May I recommend the stuffed Hungarian peppers (pg. 168)
 
Shec said:
True enough and exemplifies the stereotypical "wandering Jew".  But it is the culture that is the deteminant of one's ethnic origin so we are really talking about social history.  And it is what one eats that often defines one's ethnicity.  So, I direct you to Claudia Roden's excellent The Book of Jewish Food: An Odyssey from Samarkand to New York which is as much a  social history as it is a cookbook.  While arguably it is a "pop" reference  rather than a learned, academic,  work it traces the ethnicity of Jewish communities  the world over, clearly and accurately distinguishing by ethnic/cultural base, Ashkenazie and Sephardic.  Furthermore, as I said earlier the liturgies  in  religious services sublty differ, Ashkenazie  readings being noticeably longer .

http://www.amazon.com/gp/product/product-description/0394532589/ref=dp_proddesc_0?ie=UTF8&n=283155&s=books

May I recommend the stuffed Hungarian peppers (pg. 168)

Most Spanish Jews that ended up in Eastern Europe were thoroughly assimilated into the Ashkenazi population.

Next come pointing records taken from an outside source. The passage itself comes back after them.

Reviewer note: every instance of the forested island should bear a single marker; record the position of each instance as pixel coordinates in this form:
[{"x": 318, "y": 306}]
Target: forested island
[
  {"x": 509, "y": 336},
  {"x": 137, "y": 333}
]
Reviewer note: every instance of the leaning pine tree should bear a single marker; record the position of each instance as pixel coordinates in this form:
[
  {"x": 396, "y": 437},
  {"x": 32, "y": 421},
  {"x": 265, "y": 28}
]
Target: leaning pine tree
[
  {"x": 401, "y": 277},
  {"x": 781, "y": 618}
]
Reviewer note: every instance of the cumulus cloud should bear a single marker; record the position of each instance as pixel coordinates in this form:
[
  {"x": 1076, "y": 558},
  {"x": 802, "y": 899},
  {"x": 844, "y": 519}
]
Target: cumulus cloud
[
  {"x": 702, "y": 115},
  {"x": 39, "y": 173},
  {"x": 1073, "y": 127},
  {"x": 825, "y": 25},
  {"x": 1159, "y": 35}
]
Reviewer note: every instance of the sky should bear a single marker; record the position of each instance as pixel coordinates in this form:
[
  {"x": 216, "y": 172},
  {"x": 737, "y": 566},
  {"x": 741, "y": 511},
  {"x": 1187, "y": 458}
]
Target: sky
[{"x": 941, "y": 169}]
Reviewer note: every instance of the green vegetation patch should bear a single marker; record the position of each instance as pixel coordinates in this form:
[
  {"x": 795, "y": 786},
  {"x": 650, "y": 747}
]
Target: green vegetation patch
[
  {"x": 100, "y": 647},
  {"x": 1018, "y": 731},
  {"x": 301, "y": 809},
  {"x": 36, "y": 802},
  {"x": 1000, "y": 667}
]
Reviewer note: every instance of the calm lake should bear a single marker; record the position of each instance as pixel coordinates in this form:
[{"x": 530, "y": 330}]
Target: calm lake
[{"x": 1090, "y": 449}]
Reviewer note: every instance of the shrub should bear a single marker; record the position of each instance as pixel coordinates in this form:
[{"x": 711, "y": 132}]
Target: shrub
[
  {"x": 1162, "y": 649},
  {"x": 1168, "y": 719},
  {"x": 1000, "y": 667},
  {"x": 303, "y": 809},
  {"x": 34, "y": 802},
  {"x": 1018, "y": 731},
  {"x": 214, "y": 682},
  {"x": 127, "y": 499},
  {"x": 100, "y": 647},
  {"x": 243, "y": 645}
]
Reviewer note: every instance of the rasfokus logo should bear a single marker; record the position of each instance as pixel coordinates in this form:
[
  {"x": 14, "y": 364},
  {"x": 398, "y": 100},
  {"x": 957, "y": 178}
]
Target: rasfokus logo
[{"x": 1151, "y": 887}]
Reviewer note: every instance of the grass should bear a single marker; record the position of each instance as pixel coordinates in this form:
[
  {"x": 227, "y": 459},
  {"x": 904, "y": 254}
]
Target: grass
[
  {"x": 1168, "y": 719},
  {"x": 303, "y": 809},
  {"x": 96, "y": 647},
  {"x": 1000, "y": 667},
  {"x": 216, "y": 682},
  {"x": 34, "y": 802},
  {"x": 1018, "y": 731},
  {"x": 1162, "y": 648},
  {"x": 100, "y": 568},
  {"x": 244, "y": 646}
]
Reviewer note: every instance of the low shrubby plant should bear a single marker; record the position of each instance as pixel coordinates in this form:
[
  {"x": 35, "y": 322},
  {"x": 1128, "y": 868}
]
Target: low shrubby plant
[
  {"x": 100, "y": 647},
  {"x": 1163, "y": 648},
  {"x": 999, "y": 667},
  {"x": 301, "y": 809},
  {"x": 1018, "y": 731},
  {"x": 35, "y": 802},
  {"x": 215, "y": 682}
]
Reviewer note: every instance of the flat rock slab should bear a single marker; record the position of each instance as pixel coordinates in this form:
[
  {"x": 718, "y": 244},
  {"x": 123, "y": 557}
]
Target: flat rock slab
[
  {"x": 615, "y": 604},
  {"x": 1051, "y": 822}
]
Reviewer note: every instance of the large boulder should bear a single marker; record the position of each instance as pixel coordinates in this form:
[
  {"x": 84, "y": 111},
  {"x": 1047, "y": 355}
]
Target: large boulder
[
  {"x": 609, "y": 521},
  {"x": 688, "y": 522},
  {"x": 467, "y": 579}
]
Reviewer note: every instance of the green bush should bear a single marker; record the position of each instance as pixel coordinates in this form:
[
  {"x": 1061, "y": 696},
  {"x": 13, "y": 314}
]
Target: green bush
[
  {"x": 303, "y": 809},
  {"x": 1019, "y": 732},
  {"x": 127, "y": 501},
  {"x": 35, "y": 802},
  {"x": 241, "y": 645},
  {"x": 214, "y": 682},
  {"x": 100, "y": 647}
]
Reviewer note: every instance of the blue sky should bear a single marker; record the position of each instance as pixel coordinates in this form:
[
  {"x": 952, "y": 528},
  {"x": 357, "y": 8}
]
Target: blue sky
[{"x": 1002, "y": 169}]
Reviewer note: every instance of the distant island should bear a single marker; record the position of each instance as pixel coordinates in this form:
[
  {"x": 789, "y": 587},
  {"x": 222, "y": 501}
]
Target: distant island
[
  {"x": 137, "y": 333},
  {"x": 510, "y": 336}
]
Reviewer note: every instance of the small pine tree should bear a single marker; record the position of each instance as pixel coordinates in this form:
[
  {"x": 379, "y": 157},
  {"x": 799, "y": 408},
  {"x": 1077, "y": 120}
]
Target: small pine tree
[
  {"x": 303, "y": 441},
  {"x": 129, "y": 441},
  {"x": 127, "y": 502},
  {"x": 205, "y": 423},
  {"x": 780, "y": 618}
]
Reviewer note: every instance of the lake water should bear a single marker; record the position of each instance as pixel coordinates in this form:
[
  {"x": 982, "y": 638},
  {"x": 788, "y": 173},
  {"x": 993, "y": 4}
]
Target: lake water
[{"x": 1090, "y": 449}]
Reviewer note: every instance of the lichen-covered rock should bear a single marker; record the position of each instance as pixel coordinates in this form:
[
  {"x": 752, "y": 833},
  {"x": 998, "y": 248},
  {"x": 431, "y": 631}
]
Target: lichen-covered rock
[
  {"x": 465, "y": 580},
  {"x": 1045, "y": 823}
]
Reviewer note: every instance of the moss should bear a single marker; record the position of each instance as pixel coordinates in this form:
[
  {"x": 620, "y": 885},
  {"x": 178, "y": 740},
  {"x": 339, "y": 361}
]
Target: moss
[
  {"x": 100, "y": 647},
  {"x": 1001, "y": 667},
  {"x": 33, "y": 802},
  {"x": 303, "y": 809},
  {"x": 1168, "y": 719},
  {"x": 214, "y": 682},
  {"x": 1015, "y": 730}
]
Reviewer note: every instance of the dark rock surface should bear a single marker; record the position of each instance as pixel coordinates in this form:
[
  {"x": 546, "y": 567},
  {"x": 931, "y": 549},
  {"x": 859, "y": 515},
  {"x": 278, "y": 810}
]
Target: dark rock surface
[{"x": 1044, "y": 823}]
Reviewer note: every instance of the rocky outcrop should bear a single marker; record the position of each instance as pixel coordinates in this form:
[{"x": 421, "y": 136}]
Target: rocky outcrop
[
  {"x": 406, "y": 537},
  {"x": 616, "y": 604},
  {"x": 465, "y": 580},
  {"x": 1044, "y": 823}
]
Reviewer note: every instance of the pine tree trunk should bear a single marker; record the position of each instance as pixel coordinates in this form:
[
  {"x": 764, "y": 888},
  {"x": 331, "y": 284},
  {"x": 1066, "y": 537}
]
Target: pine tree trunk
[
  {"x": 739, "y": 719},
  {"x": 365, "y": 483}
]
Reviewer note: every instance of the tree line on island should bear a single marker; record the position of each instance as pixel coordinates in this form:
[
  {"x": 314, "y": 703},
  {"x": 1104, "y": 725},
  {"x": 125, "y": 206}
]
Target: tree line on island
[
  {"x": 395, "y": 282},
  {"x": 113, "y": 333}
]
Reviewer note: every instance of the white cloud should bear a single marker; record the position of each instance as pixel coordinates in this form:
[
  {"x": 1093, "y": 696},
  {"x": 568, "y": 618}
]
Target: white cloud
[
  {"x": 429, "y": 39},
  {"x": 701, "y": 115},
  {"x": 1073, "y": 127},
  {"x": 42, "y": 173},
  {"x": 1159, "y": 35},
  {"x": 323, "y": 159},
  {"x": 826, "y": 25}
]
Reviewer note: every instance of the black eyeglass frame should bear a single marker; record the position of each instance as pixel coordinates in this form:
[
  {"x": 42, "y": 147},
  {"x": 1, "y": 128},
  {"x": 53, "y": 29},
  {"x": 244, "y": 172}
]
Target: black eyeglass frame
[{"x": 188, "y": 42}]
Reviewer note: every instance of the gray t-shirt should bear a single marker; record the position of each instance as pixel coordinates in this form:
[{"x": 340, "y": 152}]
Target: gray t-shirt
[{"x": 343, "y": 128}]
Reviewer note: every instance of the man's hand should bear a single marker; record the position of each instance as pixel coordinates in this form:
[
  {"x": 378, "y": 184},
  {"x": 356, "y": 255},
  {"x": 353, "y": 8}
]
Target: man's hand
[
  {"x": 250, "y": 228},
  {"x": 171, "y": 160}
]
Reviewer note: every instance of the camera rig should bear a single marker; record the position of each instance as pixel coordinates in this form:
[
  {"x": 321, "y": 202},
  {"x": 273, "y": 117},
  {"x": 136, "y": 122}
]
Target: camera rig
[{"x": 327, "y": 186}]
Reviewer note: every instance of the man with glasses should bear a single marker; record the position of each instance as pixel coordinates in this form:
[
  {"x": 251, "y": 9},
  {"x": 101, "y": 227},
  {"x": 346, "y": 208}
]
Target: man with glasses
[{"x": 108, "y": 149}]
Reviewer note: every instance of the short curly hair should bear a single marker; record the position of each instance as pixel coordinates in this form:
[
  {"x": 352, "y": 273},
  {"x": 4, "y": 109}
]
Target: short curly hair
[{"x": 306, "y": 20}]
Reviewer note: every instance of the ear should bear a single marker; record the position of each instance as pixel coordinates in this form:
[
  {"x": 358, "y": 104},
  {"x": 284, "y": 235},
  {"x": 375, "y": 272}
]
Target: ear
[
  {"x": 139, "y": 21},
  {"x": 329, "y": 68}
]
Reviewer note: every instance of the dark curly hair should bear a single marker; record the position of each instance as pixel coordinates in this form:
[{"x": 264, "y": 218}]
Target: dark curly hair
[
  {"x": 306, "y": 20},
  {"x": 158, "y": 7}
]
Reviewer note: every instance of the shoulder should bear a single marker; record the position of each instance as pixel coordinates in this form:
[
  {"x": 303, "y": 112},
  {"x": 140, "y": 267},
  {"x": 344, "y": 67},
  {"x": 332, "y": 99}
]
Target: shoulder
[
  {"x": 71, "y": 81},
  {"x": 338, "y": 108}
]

Shimon Peres may have a Spanish name but is a Belarus born Ashkenazi Jew, just like I have a German name but am a thoroughly Heinz 57 Canadian.
 
Fascinating stuff, but it has as much to with the topic as the Battle of Baden Hill.
 
Dennis Ruhl said:
Don't know what the problem with your search engine is?

Actually I never thought of using a search engine - bad on my part. However, we seem to be wandering from the original subject. I would like to discuss this subject so may be this should split this off into another thread?